As Marmot (Status Syndrome) and Wilkinson (Mind The Gap; Spirit Level) have demonstrated, we have powerful evidence that among the rich countries, egalitarian societies such as Sweden have better health than inegalitarian ones such as the United States (and in the inegalitarian ones, the bottom does dramatically worse than the top). Our results are not in spite of our policies; they are the predictable consequences of them.
Over the last couple of decades, we have made many policy decisions with the explicit or less explicit goal of shifting income and wealth from the middle to the very top while squeezing the bottom. This has come in the form of straightforward changes such as the tax code replacing capital gains and estate taxes with higher payroll taxes, the strong dollar (and the consequent destruction of the U.S. manufacturing base), corporate governance rules that reallocated corporate income from ordinary employees to investors and top managers, the legal changes that destroyed the private sector unions, and the failure to provide ordinary government services routine in the rest of the advanced world. But this also includes those that are somewhat arcane but perhaps even more important promotion of asset bubbles (which shift income and wealth upwards to those already invested) and a Federal guarantee that high-flying gamblers will be allowed to keep their profits and have their losses covered by the taxpayers.
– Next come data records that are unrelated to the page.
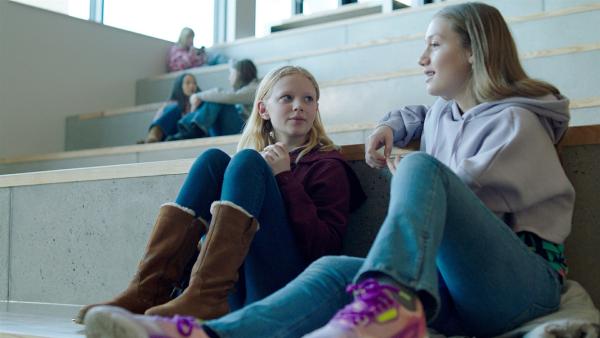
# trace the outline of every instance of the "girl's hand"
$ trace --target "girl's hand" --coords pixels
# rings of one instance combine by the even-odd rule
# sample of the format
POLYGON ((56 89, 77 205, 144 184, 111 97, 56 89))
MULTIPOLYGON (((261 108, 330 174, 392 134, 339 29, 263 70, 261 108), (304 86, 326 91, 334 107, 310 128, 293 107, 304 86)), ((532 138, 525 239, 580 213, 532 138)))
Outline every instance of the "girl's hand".
POLYGON ((381 126, 369 136, 365 146, 365 161, 372 168, 383 168, 392 153, 394 132, 388 126, 381 126), (377 149, 383 148, 383 155, 377 149))
POLYGON ((190 95, 190 111, 195 111, 202 104, 202 100, 195 94, 190 95))
POLYGON ((277 142, 267 146, 263 151, 260 152, 260 154, 271 167, 273 175, 291 170, 290 154, 287 150, 287 147, 283 143, 277 142))

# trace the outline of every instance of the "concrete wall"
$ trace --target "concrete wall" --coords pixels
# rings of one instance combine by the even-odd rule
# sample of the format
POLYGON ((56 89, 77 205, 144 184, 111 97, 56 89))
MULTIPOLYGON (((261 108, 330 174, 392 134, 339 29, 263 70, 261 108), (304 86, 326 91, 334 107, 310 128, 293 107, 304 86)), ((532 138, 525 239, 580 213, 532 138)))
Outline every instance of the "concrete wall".
POLYGON ((67 116, 133 105, 170 44, 0 0, 0 157, 62 151, 67 116))
POLYGON ((600 307, 600 208, 598 208, 599 145, 567 147, 561 159, 569 180, 575 187, 575 213, 573 228, 565 243, 569 278, 578 281, 600 307))
POLYGON ((10 190, 0 189, 0 302, 8 300, 10 190))

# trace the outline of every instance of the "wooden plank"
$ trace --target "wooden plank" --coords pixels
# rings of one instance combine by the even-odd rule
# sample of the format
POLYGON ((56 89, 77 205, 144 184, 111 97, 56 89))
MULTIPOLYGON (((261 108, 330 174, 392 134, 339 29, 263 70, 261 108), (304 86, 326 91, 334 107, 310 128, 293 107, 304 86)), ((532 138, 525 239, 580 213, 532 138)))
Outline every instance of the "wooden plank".
MULTIPOLYGON (((394 147, 394 149, 392 150, 392 155, 404 156, 406 154, 412 153, 414 151, 419 150, 420 144, 421 143, 419 141, 413 141, 404 148, 394 147)), ((346 161, 363 161, 365 159, 364 144, 343 145, 340 149, 340 152, 342 153, 346 161)))
POLYGON ((600 125, 570 127, 559 147, 600 144, 600 125))

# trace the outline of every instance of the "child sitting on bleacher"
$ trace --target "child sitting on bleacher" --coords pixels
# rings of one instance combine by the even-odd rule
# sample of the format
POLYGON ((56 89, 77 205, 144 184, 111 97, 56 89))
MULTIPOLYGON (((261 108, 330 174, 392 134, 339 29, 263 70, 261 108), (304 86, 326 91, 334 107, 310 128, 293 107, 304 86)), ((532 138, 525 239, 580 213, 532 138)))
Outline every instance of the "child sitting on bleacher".
POLYGON ((177 124, 168 141, 239 134, 248 119, 258 86, 251 60, 230 62, 231 89, 212 88, 190 96, 191 112, 177 124))
POLYGON ((339 254, 348 214, 364 193, 325 134, 318 100, 305 69, 269 73, 237 154, 210 149, 198 157, 175 203, 161 207, 133 281, 104 304, 218 318, 280 289, 315 259, 339 254), (170 300, 196 246, 189 286, 170 300))
POLYGON ((205 91, 186 88, 189 75, 177 78, 173 85, 171 101, 150 125, 145 143, 177 141, 208 136, 238 134, 252 110, 258 79, 256 66, 244 59, 230 63, 229 82, 231 90, 212 88, 205 91), (181 85, 180 85, 181 83, 181 85), (186 100, 183 102, 182 100, 186 100))
POLYGON ((367 141, 367 163, 394 177, 366 258, 320 259, 204 323, 111 308, 86 320, 138 337, 421 338, 426 322, 448 337, 493 337, 558 310, 575 192, 555 145, 569 101, 527 76, 494 7, 444 7, 425 37, 419 64, 439 98, 386 114, 367 141), (390 158, 392 144, 419 139, 422 152, 390 158))
POLYGON ((177 123, 192 109, 190 96, 199 90, 194 75, 189 73, 179 75, 173 83, 169 101, 154 116, 148 136, 138 143, 160 142, 175 135, 178 132, 177 123))
POLYGON ((219 53, 208 53, 204 47, 195 48, 194 31, 188 27, 181 30, 179 39, 169 48, 167 59, 169 72, 227 62, 227 58, 219 53))

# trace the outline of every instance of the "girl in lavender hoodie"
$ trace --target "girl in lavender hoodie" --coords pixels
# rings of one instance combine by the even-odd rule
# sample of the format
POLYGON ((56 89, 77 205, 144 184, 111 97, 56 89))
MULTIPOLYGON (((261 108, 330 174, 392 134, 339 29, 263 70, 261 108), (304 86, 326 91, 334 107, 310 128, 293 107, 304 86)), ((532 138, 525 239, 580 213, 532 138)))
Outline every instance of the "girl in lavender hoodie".
POLYGON ((367 163, 394 173, 367 257, 322 258, 190 337, 299 337, 322 325, 307 337, 424 337, 426 323, 495 336, 558 308, 575 198, 555 151, 568 100, 527 77, 491 6, 445 7, 425 41, 419 64, 439 99, 386 114, 367 142, 367 163), (390 157, 418 139, 422 152, 390 157))

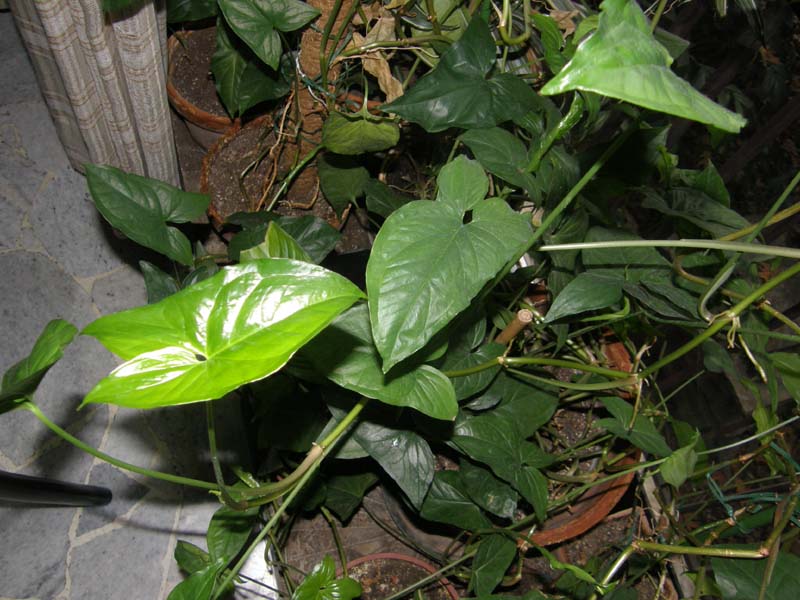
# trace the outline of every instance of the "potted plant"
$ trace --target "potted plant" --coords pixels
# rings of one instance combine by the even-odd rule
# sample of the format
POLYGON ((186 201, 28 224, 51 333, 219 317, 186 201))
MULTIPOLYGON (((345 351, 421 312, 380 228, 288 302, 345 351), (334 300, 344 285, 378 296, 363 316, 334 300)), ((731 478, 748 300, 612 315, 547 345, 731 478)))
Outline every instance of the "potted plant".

The goal–to use government power to shift income and wealth upward–has been achieved. Virtually all the economic growth of the last generation has gone to the very top while the middle has stagnated and the bottom quarter of the population has suffered reduced standards of living. The consequences of the policies set forth that has created this reality matter a great deal. Not only are we a more unfair society, but economic growth is slower, health is poorer (and health care more expensive), and virtually every other measure of social wellbeing is lower than it could be.
If life expectancy is our measure, than the United States is behind every one of our democratic peers and next to Cuba. Cuba! Policy matters. A great deal. If we can’t beat Cuba, we’ve been following the wrong policies.